Here is an example query, which search VM has less than 20 & available memory. Healthy VM, which have 20% or higher available memory, won't show up as a record.

Perf
| where Computer == "CentOSVM01"
| where CounterName == "% Available Memory"
| where CounterValue < 20
| order by TimeGenerated desc

Do not confuse the value when you configure threshold of alert. In the alert rule settings, threshold value is specified as the number of rows in the result of query search. The threshold value of the condition is set when one or more lines are output. Note that xx% memory usage is not the value to set as threshold.
You can disable the your rules on Azure Portal and configure any time range of the graphs by choosing "Custom" as "Time range" on Virtual Machine metric like CPU monitoring scenario.

3.2 (Preview) VM metrics

Choose "Available Memory Byte (Preview)" metric on your VM menu.
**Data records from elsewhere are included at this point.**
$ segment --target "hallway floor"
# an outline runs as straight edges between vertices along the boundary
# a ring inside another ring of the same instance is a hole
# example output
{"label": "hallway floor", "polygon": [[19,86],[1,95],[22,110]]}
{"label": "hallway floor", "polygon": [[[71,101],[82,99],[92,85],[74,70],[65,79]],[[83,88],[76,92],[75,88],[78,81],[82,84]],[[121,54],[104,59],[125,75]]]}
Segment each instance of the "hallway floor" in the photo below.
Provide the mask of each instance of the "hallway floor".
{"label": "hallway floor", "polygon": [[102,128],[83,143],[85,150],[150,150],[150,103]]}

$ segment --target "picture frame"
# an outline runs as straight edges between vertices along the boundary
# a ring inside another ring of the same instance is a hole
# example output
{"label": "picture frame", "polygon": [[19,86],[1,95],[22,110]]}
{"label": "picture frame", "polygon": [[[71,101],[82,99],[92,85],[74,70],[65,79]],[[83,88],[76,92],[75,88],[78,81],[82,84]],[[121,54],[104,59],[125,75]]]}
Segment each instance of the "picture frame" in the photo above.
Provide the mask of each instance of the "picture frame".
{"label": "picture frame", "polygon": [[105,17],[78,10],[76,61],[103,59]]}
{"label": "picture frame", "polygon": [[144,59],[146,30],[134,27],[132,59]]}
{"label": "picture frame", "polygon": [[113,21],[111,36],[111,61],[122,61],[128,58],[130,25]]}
This is almost same setting with CPU usage.

Finally, here is check result of memory monitoring.

Type	Category	Outcome and goal	Result
1	monitoring	Azure Monitor can satisfy functional requirements	OK
2		Azure Monitor can setup short granularity for detections	1 min
3		Azure Monitor can setup thresholds detections	OK
4		Azure Monitor can setup retry detections	OK
5		Azure Monitor can suspend and resume for checking threshold	OK
6		Azure Monitor can send a mail for detection results	OK
7	statistics	Azure Monitor can retrieve workspace logs with specific duration	OK
8		Azure Monitor can visualize statistic data	OK
9	automation	Azure Monitor can have primary action based on alert rules	OK
10		Azure Monitor can send validation results	OK